For clarity here is a definition of these four different numbers:
- Test capacity is the maximum number of tests that can be done. There are three test capacity points – capacity to collect specimens, the capacity to process specimens, and the capacity to report on results.
- The test done is the number of tests that have completed the above three steps.
- Number of people tested is the number of all people tested
- Number of new cases tested is the number of new people tested, a subset of (3)
A useful guide on how to use these numbers are as follows:
- Total test done will always be higher than total number of people tested. Typically, a susp person can have more than one test before being confirmed as positive or negative.
- Total number of people tested comprises both new and existing confirmed cases.
- Total number of people tested can be analyzed into
- Confirm negative
- Waiting for results
- Positive & actively being treated
- Positive & discharged
- Positive & died
- Total number of new people tested will be a subset of (2)
Focus on the number of people not the number of tests
Governments should focus on two percentages – (1) People tested positive as a percentage of total number of people tested (2) People tested waiting for results as a percentage of total number of people tested. Both these percentages should be trending
down if things are going well. Here is an example of the cumulative number on people/cases tested for South Korea for 1 April 2020
YTD number of people/cases 421,547
Total people/cases with negative results (395,075)
Total number of people tested waiting for the result (16,585)
Total number of people tested & confirm positive (9,887)
Of the 9,887 people tested & confirmed positive:
- These people have died (165)
- These people have recovered (5,567)
- These people are still under active care (4,155)
People tested positive as a % of total people tested – 2.34%
People tested waiting for results as a % of total people tested – 3.9%
There is clear and present danger when governments make crucial decisions either without understanding what these numbers mean or deliberately misusing them to suit their other agendas.

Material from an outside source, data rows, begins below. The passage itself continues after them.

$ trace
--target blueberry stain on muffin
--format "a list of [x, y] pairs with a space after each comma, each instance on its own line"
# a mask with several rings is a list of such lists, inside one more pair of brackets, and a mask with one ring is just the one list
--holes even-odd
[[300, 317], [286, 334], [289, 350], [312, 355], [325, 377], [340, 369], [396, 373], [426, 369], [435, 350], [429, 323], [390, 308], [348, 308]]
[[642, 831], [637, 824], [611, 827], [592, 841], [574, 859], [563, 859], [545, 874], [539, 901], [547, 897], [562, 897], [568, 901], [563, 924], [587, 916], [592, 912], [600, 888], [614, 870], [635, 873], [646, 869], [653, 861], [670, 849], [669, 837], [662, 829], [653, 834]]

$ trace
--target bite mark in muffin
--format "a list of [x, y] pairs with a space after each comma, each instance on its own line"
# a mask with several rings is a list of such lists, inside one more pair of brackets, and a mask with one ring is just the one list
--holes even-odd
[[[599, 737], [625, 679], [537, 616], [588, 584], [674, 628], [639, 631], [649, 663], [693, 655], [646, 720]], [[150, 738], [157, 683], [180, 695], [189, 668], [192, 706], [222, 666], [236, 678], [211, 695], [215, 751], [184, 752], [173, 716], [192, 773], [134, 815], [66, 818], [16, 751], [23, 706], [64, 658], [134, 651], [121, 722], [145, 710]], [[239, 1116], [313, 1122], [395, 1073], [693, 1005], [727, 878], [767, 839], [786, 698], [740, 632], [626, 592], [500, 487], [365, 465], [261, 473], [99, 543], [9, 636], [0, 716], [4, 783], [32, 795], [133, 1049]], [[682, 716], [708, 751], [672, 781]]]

One of the most glaring example is to declare success because fewer new cases have been detected from an increase in number of tests done. Anybody see why this is incorrect?
Final word - no room for complacency
Together with South Korea, Singapore is considered an exemplar that has managed the first wave of this pandemic better than most. On 4 April 2020, with daily new cases trending in the wrong direction, Singapore's government decided on a decisive and further restrictive package of NPIs. This latest move by Singapore shows that no country can be complacent. Strategies has to be constantly reviewed and plans changed decisively based on the latest information.
With this pandemic, there is no room for complacency. Poor decisions by governments based on erroneous, incomplete and out of date information will be paid for by increased infections and fatalities of its frontline first responders, health professionals, and the general population. So, get it right Presidents and Prime Ministers! If you get it wrong, you will be remembered as the person that at this crucial time failed your people, cause untold suffering and the death of thousands. If you get it right, it is why you took the high office – to protect and serve.